На всем этом участке побережья попадаются большие виллы, выходящие на залив, в сторону мыса Мисен. Поместье, расположенное рядом с имением Марка Туллия, принадлежало Луцию Марцию Филиппу, бывшему консулу. Он был на несколько лет моложе Цицерона и во время гражданской войны находился в неловком положении, поскольку являлся тестем Катона, но при этом был женат на ближайшей из ныне живущих родственниц Цезаря, его племяннице Атии. Обе враждующие стороны даровали Луцию разрешение держаться в стороне от конфликта и пересидеть его здесь – предусмотрительный нейтралитет, идеально подходивший его нервному темпераменту.
Теперь, приближаясь к границам его поместья, я увидел, что берег перекрыли солдаты, не разрешая людям проходить перед домом. На мгновение я задался вопросом, что происходит, а когда, наконец, понял это, повернулся и поспешил обратно, чтобы рассказать обо всем Цицерону… Только чтобы выяснить, что он уже получил следующее послание:
Цезарь, диктатор, – Марку Цицерону, привет.
Я в Кампании, делаю смотр своим ветеранам и проведу часть Сатурналий со своей племянницей Атией на вилле Луция Марция Филиппа. Если тебе это удобно, мой отряд и я посетим тебя на третий день праздника. Пожалуйста, ответь через моего офицера.
– Что ты ответил? – спросил я первым делом.
– А какой ответ человек дает богу? – буркнул мой друг. – Конечно, я ответил: «Да».
Цицерон притворялся, что вынужден так поступить, но могу сказать – втайне он был польщен. Хотя, когда оратор спросил, насколько велика свита Цезаря, которую ему тоже придется кормить, и получил ответ, что она состоит из двух тысяч человек, он пересмотрел свое отношение. Всем домочадцам пришлось отложить свой праздник и в течение оставшегося дня и всего следующего заниматься грандиозными приготовлениями, опустошая продовольственные рынки Путеол и одалживая на соседних виллах ложа и столы.
В поле за домом был разбит лагерь и расставлены часовые. Нам дали список из двадцати человек, которые будут обедать в самом доме. Список, возглавляемый Цезарем, включал в себя Филиппа, Луция Корнелия Гальбу, Гая Оппия (последние двое являлись ближайшими товарищами Цезаря) и дюжину офицеров, чьи имена я забыл.
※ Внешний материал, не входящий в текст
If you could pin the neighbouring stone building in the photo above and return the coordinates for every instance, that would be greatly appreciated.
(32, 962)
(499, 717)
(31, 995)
Все было организовано, как военные маневры, в строгом соответствии с расписанием. Цицерону сообщили, что Гай Юлий будет работать со своими секретарями в доме Филиппа до полудня, затем, вскоре после полудня, уделит час энергичным упражнениям на берегу и оценит, если перед обедом в его распоряжение смогут предоставить ванну. Что же касается меню, то диктатор недавно проходил курс рвотных средств, поэтому с аппетитом съест все, что подадут, но особенно оценит устриц и перепелку, если их можно достать.
К тому времени Цицерон от всего сердца желал бы никогда не соглашаться на этот визит.
– Где я найду перепелку в декабре? Он что, думает, я – Лукулл?
Тем не менее Марк Туллий был полон решимости, как он сам выразился, «показать Цезарю, что мы умеем жить», и постарался раздобыть все самое лучшее, от душистых масел для ванны до фалернского вина на столе.
Позже, как раз перед тем, как диктатор должен был войти в дверь, примчался вечно встревоженный Филипп с вестями о том, что Марк Мамурра, главный инженер Цезаря – человек, в числе прочих изумительных деяний построивший мост через Рейн, – умер от апоплексии. На мгновение показалось, что весь визит пойдет под откос, но, когда появился Юлий, разрумянившийся после быстрой ходьбы, и Цицерон обрушил на него эту новость, диктатор и глазом не моргнул.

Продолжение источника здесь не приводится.